North Korea Won’t Give Up Nukes


Not even a security guarantee—much less the NPT—will convince North Korea to abandon its nukes

Lee 9 (Sunny, The National Foreign Correspondent, 10/26, http://www.thenational.ae/apps/pbcs.dll/article?AID=/20091026/FOREIGN/710259855/1002) my
“I hope that if the North Koreans declare a willingness to return to the six-party talks that people won’t break out the champagne. The question is whether North Korea will denuclearise, not whether it will return to the six-party talks,” Ms Glaser said. “North Korea will never, in any circumstances, give up its nuclear weapons,” said Zhang Liangui, a Chinese expert on North Korea at the Central Party School, an elite institute in Beijing for Communist Party cadre.
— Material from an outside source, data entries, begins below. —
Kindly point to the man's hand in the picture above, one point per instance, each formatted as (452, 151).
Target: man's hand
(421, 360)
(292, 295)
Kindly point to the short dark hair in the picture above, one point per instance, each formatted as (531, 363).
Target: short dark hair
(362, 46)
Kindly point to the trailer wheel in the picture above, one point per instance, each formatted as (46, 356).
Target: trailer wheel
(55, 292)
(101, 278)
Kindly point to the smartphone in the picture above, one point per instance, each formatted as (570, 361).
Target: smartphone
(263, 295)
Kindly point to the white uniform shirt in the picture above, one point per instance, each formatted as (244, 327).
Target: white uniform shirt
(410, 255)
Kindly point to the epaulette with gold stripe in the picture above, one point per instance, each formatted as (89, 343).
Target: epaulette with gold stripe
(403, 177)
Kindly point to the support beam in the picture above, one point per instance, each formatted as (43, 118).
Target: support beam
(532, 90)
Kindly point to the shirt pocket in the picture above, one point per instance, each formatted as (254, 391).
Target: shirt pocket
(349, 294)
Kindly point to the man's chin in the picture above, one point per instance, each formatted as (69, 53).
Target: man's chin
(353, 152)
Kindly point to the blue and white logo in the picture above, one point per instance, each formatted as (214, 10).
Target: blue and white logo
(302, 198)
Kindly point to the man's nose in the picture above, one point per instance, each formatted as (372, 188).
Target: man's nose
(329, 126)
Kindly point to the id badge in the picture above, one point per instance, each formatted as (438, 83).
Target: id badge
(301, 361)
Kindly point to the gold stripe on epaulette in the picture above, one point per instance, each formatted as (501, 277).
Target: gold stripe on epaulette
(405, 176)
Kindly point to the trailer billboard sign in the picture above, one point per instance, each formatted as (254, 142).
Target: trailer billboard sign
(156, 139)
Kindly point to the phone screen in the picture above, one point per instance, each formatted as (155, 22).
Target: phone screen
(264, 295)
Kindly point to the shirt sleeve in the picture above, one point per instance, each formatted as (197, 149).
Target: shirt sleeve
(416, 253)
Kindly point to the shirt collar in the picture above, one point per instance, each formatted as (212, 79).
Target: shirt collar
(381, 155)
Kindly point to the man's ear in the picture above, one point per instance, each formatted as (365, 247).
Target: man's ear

According to Mr Zhang, the reason that North Korea enters into a negotiation with the US is only to gain some practical benefits, not because it is considering renouncing its nuclear weapons.Even though the US will satisfy North Korea’s various demands, the North will still never, never give up its nukes,” said Mr Zhang. Koh Yu-hwan, an expert on North Korea at Seoul’s Dongguk University, disagrees, saying North Korea’s position on nuclear weapons is fluid. “It’s not that clear cut. The Korea War [1950-53] ended with an armistice. Technically the war is not yet over. The North wants nuclear weapons as a deterrent against the US. So, if the US offers a security guarantee, pledges that it wouldn’t try a ‘regime change’ and sign a peace treaty with North Korea, the goal of denuclearisation is still possible,” Mr Koh said. “That’s a naive view,” counters Mr Zhang, pointing out that the North’s motivation to own nuclear weapons is multifarious. “Actually, Pyongyang has multiple reasons to develop nukes,” he said. “North Korea publicly says it is developing nukes because of the US threat. But actually, North Korea has multiple reasons, including domestic needs, arms-race against its rival South Korea, to take upper hand in case of unification with South Korea, and also to raise its strategic position in the region, particularly against Japan. “All these issues will not be solved by the US guaranteeing its security. Therefore, despite all kinds of security guarantees from the US, North Korea will never give up its nuclear weapons,” Mr Zhang said. Mr Klingner said the task will be arduous. “Actually, there is very little optimism among US analysts that North Korea will actually give up its nuclear weapons,” he said, adding this very rationale is pushing the Obama administration to implement a ‘two-track’ approach on North Korea, which is designed to maintain pressure on Pyongyang, but also leave a door open for negotiation.